Creating PDF forms is pretty easy also. Downside is only one product can create them Adobe LiveCycle Designer, which comes with Adobe Acrobat Professional.
Solution
So first I needed to create a wrapper around iText using the excellent Ruby Java Bridge(Rjb).
require 'rjb'
Rjb::load('lib/itext-1.4.8.jar')
class PDFStamper
attr_accessor :writer
def initialize( template = "proposal_template.pdf" )
filestream = Rjb::import('java.io.FileOutputStream')
acrofields = Rjb::import('com.lowagie.text.pdf.AcroFields')
pdfreader = Rjb::import('com.lowagie.text.pdf.PdfReader')
pdfstamper = Rjb::import('com.lowagie.text.pdf.PdfStamper')
reader = pdfreader.new( template )
@stamp = pdfstamper.new( reader, filestream.new( tmpfile() ) )

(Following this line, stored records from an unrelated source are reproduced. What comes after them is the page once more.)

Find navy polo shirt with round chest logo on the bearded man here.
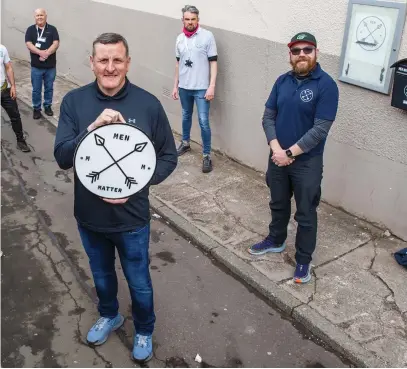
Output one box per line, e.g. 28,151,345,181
266,63,339,160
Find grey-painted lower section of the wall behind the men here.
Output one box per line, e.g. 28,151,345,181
2,0,407,239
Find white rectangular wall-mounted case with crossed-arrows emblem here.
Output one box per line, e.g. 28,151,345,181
339,0,406,94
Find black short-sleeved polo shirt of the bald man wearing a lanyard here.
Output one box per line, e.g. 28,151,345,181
25,23,59,68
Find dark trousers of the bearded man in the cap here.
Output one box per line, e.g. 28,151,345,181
266,155,323,264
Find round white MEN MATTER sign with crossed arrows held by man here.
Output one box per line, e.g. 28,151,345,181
74,123,156,199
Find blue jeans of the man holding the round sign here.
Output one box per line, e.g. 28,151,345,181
78,224,155,335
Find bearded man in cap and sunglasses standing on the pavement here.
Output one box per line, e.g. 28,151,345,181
248,32,339,283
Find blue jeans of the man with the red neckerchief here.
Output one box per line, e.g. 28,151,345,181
179,88,211,155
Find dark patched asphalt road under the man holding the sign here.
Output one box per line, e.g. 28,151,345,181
1,99,348,367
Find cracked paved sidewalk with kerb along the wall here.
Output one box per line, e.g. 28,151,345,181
14,61,407,367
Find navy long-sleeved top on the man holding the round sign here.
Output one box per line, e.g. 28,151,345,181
54,79,177,232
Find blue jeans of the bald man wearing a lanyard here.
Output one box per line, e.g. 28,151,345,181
31,67,57,110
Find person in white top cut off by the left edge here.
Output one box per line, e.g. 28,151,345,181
0,44,31,152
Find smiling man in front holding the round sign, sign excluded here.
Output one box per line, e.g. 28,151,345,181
54,33,177,362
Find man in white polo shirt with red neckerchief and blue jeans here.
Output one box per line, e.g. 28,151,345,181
172,5,218,173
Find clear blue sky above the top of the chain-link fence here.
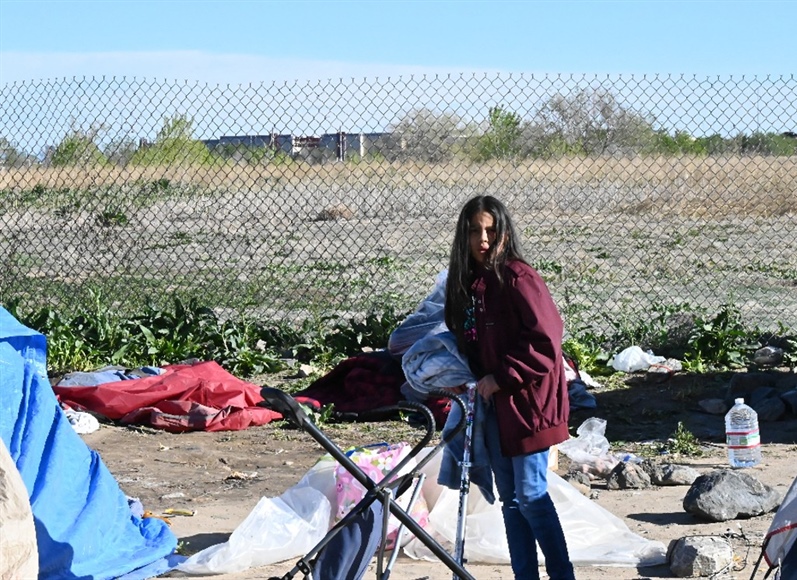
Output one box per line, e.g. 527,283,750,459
0,0,797,85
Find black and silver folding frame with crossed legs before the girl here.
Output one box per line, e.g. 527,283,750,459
260,386,475,580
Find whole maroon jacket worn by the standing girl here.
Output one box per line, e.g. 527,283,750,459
469,261,570,457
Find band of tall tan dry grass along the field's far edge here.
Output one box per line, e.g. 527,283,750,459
0,156,797,218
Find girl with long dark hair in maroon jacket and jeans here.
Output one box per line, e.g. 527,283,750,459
445,196,575,580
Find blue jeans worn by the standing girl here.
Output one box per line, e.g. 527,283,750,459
484,405,575,580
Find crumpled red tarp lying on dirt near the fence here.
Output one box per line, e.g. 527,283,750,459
53,361,282,433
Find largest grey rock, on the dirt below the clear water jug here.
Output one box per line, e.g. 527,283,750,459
683,469,781,522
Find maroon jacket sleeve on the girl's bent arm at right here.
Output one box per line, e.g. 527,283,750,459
494,264,564,391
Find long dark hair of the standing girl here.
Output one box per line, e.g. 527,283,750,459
445,195,525,343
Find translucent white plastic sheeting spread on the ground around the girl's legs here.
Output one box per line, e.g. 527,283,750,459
178,446,666,574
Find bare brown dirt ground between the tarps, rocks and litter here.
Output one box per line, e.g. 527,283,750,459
83,370,797,580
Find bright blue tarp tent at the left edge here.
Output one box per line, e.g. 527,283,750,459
0,307,177,579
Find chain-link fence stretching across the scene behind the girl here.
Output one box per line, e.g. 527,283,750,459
0,74,797,328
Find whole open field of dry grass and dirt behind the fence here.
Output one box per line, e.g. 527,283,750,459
0,156,797,327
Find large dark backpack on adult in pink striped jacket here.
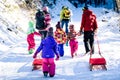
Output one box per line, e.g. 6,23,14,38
36,11,46,30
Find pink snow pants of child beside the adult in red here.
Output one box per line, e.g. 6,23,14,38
69,39,78,57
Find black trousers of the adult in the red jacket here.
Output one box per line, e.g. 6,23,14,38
84,31,94,53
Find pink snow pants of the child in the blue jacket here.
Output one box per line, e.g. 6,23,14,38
42,58,56,76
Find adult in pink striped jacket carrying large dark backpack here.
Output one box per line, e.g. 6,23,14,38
35,6,51,40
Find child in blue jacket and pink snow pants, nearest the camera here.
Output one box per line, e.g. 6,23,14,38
33,27,59,77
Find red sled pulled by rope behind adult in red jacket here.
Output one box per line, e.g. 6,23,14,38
89,55,107,71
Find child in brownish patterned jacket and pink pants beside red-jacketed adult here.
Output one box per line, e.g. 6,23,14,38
68,24,78,58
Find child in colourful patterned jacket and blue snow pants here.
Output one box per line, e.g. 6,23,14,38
54,22,67,57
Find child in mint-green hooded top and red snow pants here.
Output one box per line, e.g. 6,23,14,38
27,21,40,54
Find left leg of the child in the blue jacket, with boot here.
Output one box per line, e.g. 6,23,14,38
42,58,49,77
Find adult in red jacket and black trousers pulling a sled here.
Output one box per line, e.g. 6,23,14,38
80,6,98,54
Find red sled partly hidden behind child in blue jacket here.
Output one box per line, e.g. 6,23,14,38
32,59,42,71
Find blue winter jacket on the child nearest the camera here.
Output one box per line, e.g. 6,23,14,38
35,36,58,58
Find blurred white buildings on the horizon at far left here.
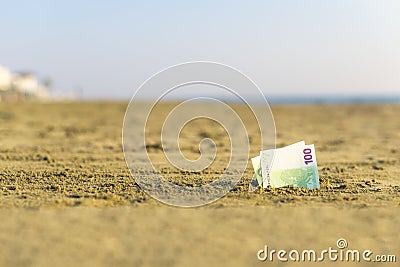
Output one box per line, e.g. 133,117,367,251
0,66,49,100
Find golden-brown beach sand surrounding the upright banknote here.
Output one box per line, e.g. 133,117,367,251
0,102,400,266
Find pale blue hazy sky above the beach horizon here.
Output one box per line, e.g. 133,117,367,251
0,0,400,99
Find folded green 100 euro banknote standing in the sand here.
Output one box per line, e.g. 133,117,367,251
252,141,319,189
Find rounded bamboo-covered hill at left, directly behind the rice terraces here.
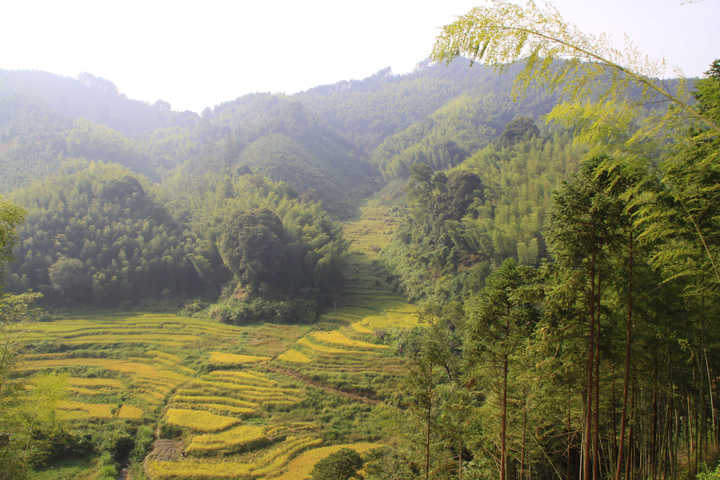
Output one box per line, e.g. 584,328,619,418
9,164,202,303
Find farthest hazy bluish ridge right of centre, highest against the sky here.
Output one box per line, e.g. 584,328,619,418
295,58,552,158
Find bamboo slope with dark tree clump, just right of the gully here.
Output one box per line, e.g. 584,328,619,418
384,124,585,301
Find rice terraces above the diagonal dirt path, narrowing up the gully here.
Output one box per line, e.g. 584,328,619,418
271,202,418,397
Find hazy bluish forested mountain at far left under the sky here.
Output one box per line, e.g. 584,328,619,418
0,70,199,192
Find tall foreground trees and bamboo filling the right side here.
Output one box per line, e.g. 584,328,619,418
376,2,720,480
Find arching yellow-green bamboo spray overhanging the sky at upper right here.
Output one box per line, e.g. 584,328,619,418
433,1,720,282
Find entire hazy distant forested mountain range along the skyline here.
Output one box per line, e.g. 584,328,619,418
0,60,552,217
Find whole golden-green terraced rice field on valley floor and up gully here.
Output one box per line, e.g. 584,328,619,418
20,203,417,480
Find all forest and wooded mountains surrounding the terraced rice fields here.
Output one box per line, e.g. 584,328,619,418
0,5,720,480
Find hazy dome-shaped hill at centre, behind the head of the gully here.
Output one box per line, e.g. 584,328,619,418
181,94,379,216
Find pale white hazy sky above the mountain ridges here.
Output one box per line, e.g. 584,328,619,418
0,0,720,111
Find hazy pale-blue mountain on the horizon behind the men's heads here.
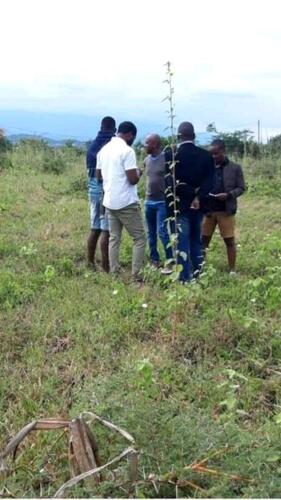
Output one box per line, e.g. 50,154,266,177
0,110,212,145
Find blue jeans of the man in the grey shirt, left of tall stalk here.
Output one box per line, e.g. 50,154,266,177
144,200,173,262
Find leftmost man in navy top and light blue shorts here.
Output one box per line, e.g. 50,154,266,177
86,116,116,272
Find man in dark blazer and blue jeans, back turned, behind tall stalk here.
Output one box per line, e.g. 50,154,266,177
166,122,214,282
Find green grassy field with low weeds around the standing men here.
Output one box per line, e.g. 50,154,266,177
0,148,281,498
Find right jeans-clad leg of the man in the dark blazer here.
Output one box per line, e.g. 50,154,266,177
189,210,204,277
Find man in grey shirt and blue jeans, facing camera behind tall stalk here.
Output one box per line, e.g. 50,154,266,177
144,134,173,267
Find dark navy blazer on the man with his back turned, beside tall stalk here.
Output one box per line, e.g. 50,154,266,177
166,142,214,216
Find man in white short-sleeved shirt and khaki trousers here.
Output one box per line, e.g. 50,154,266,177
96,122,146,279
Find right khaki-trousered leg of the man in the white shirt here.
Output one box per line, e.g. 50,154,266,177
117,203,146,277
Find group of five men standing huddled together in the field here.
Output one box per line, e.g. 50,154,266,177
87,117,245,282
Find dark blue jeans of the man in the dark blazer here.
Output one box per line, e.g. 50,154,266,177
172,209,203,281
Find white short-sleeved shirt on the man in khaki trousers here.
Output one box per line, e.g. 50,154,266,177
96,137,139,210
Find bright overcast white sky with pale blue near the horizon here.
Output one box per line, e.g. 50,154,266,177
0,0,281,135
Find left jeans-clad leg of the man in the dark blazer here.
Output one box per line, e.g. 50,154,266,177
177,215,191,282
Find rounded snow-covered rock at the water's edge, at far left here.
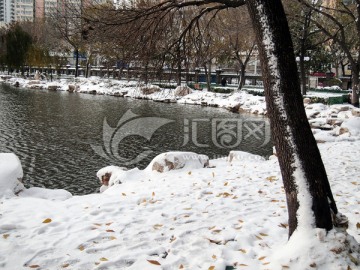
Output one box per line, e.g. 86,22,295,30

@form = @stamp.getAcroFields()
end
def set( key, value )
@form.setField( key, value.to_s )
end
def fill
@stamp.setFormFlattening(true)
@stamp.close
end
def tmpfile
return @tmpfile unless @tmpfile.nil?
@tmpfile = File.join( Dir::tmpdir, make_tmpname )
end
private
def make_tmpname
return 'proposal-' + rand(10000).to_s + '.pdf'
end
end
Then using Adobe LiveCycle Designer, I simply created a PDF form and added textfield’s which would be filled out by iText. The textfield’s can be styled, so don’t think you have to keep that normal “textfield” look. Make sure you give each textfield a name that you will use “set( textfield_name, value)” to set the value . In my PDF I simply named each textfield after the database fields. Then in my controller code, I had the following.
def output
order = Order.find(params[:id])
pdf = PDFStamper.new
for column in Order.content_columns
pdf.set( column.name, order.send(column.name) )
end
pdf.fill
send_data( File.open( pdf.tmpfile ).read,
:filename => "order.pdf",
:type => "application/pdf",
:disposition => "inline"
)
end
Caveats
First of, you need Java environment variables set correctly before this will work.
export LD_LIBRARY_PATH=/usr/java/jdk1.6.0/jre/lib/i386/:/usr/java/jdk1.6.0/jre/lib/i386/client/:./ export JAVA_HOME=/usr/java/jdk1.6.0/
You can set these variables in the command line and start mongrel manually “mongrel_rails start”. Which will work fine. Except in production this isn’t really a good solution.
I ended up using the mongrel_cluster init.d script that comes with mongrel. Documentation is available here. I simply placed the export commands on the top of the script.
Another issue I hit was when Java starts. Java will check for total available system memory and then precedes to steal a good portion of it. Now this isn’t a problem with a dedicated server. A virtual server, on the other hand, is allocated a portion of the available system memory. So if the server you are on has 4gbs of memory. Java thinks it has 4gbs to play with, not the 256mb allocated to your virtual server.
This caused this weird issue where one mongrel process in my cluster would work and one wouldn’t. Because each mongrel instance starts its own Java process. The first one would steal all the available memory. Then the second couldn’t even start because no memory was available.
Making matters worse Rails or Mongrel, not sure which, would hide this memory error. I didn’t figure it out until I created a test script that forked, each fork loading the iText jar. The test showed the error coming from Java.
To fix this, I set the _JAVA_OPTIONS environment variable. The options get sent to Java as it loads, it limits the amount of ram each Java instance can eat up. Just place this next to your other Java environment variables inside your init.d mongrel script.
export _JAVA_OPTIONS='-Xms16m -Xmx32m'
You may have to fudge these numbers a little for your particular environment. Or, if you are using a dedicated server don’t worry about it.
Limitations
Now for my particular needs, I only needed text placeholders for the template. However, I believe using LiveCycle designer you can place image placeholders and table based data. Then use iText to fill them in. Don’t take my word for it though.